KP: Over the years, Pfizer was regarded as the poster child for the blockbuster drug. Our focus was on medicines that served
large, undifferentiated blocs of patients, mainly in primary care. We were enormously successful at that approach, in so far
as our offerings delivered major public health gains in the struggle against chronic disease. Nevertheless, returns from this
strategy have slowed due to the fact that off-patent generic medicines are now the standard of care for many chronic diseases.
There is a general trend toward a loss of exclusivity for many of these blockbuster medicines; for Pfizer, the gap in revenue
will be particularly acute over the next two years.
To fix that, our CEO Ian Read has a blueprint geared to preserving and building our "innovative core." It consists of three
main elements: improving the cost efficiency of in-house R&D around new medicines that customers will want to pay for; restructuring
of our eight Business Units to limit bureaucracy, build accountability, foster a proper balance between risk and reward, and
allow for faster, better decisions on the ground; and becoming a better business partner to ensure we can seize the best new
external opportunities, ahead of the competition.
On R&D, we are spending less and outsourcing more, building stronger ongoing relationships with the academic research community,
and pursuing new approaches to the conduct of clinical trials. Our pipeline portfolio has been reshaped to emphasize potential-breakthrough,
well-differentiated products like crizotinib for non-small-cell lung cancer (NSCLC) that can show real clinical benefit for
patients with no alternatives against the current standard of treatment (see Pharm Exec, July 2011). Overall, the measure of success is in offering a solution relevant to the customer; whether that solution is
in the traditional form of a product or a new process or application will depend on how well we can read the market, which
is where my group plays a key role. It certainly demands a different approach, one that is sensitive to the desire to show
a link to improved outcomes, not only for the individual patient, but for the healthcare system as a whole.

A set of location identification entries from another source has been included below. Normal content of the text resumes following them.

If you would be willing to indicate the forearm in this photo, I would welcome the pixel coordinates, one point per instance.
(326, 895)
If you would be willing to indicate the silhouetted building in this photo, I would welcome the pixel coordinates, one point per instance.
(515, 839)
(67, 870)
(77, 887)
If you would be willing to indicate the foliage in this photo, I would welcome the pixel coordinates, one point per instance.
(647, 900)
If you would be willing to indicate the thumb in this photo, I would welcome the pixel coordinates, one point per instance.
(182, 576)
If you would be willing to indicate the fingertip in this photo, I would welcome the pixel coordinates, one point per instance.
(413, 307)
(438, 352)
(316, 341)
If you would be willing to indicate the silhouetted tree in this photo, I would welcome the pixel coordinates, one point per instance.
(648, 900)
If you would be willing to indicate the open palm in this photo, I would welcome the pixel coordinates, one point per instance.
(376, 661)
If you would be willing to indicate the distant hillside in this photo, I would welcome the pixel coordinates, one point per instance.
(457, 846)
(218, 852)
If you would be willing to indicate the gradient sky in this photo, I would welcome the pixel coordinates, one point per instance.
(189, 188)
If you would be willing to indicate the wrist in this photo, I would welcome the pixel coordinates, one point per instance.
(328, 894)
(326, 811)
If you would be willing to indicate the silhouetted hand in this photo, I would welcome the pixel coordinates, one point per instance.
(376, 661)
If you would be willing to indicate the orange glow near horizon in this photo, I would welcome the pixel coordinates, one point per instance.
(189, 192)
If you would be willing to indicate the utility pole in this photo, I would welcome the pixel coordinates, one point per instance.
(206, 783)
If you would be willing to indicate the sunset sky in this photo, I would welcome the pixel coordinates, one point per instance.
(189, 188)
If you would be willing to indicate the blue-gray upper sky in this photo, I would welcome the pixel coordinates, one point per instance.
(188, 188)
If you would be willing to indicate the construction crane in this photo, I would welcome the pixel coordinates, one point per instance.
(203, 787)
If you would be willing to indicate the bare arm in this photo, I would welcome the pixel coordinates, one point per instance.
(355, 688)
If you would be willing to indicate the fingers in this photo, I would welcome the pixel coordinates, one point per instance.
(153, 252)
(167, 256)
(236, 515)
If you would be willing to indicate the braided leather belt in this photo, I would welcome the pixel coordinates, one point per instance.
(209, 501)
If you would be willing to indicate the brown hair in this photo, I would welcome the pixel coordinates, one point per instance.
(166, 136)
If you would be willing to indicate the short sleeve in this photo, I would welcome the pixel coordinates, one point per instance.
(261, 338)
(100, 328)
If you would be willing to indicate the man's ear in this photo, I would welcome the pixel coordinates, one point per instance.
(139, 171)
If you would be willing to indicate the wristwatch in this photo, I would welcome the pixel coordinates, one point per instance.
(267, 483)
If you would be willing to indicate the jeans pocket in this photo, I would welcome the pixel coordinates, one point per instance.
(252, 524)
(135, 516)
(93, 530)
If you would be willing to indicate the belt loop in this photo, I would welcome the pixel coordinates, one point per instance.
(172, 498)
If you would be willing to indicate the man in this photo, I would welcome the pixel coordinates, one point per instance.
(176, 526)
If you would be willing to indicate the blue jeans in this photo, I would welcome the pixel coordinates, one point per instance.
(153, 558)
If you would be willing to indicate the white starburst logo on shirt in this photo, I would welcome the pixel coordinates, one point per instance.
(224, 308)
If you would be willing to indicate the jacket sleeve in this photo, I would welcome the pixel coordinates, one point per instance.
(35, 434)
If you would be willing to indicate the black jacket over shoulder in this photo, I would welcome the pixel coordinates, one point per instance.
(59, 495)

Is There a Constituency for In-house Innovation?
Is it possible to retain the high margins Pfizer is used to by adhering to a "total health solutions" approach? Are you not
taking on potentially costly responsibilities that go beyond that of simply selling a pill?
KP: There is little future for us in the healthcare system if we only focus on selling a drug like a commodity—health is not just
about the kind of medicine you take. The emphasis we place is on being a good partner, and what that means is we have an ongoing
obligation to ensure our medicines are safe as prescribed and promote adherence to therapy and ultimately to good health.
That proposition justifies our margins—it does not undercut them—because providers will pay a premium for value. It's the
partnering that drives new business and brings us together. In that sense, we position ourselves as part of the solution, but not the only solution.